# *Horsebox MOT - Warwickshire. Also in NL*



## SS.89 (16 January 2012)

Hi guys,

I bought my first 3.5 tonne horsebox back in october and its MOT is due in around a months time.
Just wondered if anyone had any experience of getting their box's MOT'd in the warwickshire area and if there's anyone who's really good / who to avoid etc.
Might sound a bit dim but i've heard a few horror stories of people getting ripped off. I know my stuff when it comes to cars but in regards to a horsebox this will be a first.
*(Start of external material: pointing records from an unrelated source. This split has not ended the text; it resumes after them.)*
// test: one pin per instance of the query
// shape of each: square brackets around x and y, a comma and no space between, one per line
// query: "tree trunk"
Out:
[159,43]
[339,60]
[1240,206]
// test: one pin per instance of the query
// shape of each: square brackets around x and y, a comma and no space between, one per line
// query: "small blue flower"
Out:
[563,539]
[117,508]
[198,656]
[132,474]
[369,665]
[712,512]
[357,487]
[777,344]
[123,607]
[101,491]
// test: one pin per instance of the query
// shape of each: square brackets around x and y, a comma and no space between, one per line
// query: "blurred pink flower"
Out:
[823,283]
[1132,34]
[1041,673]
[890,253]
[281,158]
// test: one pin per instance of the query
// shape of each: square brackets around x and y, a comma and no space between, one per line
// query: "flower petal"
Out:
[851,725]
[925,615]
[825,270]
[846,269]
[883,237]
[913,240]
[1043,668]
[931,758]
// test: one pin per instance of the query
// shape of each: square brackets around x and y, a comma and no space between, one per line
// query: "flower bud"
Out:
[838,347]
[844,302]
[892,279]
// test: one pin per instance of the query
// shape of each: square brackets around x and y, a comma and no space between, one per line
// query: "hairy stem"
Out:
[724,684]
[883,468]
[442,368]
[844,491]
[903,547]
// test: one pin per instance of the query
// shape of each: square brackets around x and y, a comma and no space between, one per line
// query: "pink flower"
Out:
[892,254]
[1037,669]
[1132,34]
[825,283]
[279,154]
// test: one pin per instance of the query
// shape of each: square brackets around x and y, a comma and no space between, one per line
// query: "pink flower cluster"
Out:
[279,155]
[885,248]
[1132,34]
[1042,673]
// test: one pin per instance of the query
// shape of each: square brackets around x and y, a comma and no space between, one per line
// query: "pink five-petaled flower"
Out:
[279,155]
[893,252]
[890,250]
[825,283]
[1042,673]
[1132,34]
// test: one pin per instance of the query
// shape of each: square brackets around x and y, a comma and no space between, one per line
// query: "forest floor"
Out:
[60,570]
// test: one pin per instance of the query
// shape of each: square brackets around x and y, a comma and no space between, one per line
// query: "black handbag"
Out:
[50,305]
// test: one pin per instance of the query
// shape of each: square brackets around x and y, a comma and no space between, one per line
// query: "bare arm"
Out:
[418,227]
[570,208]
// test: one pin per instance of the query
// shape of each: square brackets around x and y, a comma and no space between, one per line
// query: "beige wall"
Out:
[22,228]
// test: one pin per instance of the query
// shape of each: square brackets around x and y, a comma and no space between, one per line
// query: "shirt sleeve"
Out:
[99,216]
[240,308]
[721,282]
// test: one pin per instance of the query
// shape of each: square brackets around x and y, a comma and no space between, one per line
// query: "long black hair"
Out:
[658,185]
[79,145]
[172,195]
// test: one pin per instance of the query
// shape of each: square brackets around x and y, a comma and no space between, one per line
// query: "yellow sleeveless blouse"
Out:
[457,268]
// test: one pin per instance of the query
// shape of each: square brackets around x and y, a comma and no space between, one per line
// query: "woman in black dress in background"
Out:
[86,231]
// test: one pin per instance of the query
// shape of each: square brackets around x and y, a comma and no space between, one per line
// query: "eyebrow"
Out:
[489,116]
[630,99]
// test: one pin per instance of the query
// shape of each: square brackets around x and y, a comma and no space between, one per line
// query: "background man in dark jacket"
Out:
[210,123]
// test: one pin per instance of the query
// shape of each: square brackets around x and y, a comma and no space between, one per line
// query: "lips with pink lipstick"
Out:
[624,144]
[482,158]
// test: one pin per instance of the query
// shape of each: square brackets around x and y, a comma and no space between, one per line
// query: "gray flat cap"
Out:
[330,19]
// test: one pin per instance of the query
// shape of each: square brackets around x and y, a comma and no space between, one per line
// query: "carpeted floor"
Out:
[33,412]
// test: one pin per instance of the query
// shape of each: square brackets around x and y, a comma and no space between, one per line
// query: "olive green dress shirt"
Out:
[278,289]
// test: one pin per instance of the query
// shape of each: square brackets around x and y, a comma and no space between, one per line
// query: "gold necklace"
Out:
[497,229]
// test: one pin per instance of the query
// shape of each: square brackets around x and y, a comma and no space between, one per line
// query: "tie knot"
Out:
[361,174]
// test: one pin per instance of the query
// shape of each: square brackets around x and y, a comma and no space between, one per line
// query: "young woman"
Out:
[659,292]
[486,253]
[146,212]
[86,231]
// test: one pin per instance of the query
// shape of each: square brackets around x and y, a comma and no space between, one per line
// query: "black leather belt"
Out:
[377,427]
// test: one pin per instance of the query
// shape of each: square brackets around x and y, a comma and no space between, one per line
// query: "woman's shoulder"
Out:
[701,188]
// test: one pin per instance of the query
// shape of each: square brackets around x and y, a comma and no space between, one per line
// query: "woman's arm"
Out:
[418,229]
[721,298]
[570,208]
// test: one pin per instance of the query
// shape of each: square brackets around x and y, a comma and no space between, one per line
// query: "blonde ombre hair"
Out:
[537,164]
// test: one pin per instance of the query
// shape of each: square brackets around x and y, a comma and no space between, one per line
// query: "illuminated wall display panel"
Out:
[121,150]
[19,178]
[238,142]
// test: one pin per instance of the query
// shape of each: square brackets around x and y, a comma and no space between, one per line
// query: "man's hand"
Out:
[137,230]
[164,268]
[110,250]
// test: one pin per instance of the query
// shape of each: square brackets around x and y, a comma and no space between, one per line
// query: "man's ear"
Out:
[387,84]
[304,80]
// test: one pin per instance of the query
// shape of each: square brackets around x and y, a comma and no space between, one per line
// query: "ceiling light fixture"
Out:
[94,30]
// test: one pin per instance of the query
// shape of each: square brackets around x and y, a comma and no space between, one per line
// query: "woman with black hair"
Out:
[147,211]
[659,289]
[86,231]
Few of the girls down the yard have gave me a bit of a list but just wanted to see if there was any other opinions.
Im in Coventry so anywhere localish!

Its a 3.5 VW LT35

Thank you all 

SS x


----------



## carthorse (16 January 2012)

We have a 7.5 ton and use someone Southam way[ I think ] he collects our horsebox and checks it out , takes it for test and brings it back , he is reasonable. Before I used to go to a commercial place and it cost a fortune . I will try to get his number for you from my husband.


----------



## carthorse (16 January 2012)

Will pm you


----------



## carthorse (16 January 2012)

Don't quite understand because in this post yesterday you say it was mot'd a month ago???????????????
http://www.horseandhound.co.uk/forums/showthread.php?p=10340863#post10340863


----------



## SS.89 (16 January 2012)

carthorse said:



			Don't quite understand because in this post yesterday you say it was mot'd a month ago???????????????
http://www.horseandhound.co.uk/forums/showthread.php?p=10340863#post10340863

Click to expand...

Lol well snooped out .... wasn't MOT'd it was serviced. Which is why I posted this about getting it MOT'd as I have no idea where to get it done. As I stated before its normally cars i'm into not horsebox's. Dad had it serviced for me ... got it confused with MOT. Sorry


----------



## carthorse (16 January 2012)

Easy mistake to make, good luck


----------



## Dot2dot (17 January 2012)

There's a place on the tamworth road that does it. There is normally as lorry parked there i dont know the name or number but might be worth having a drive down there if youre local.


----------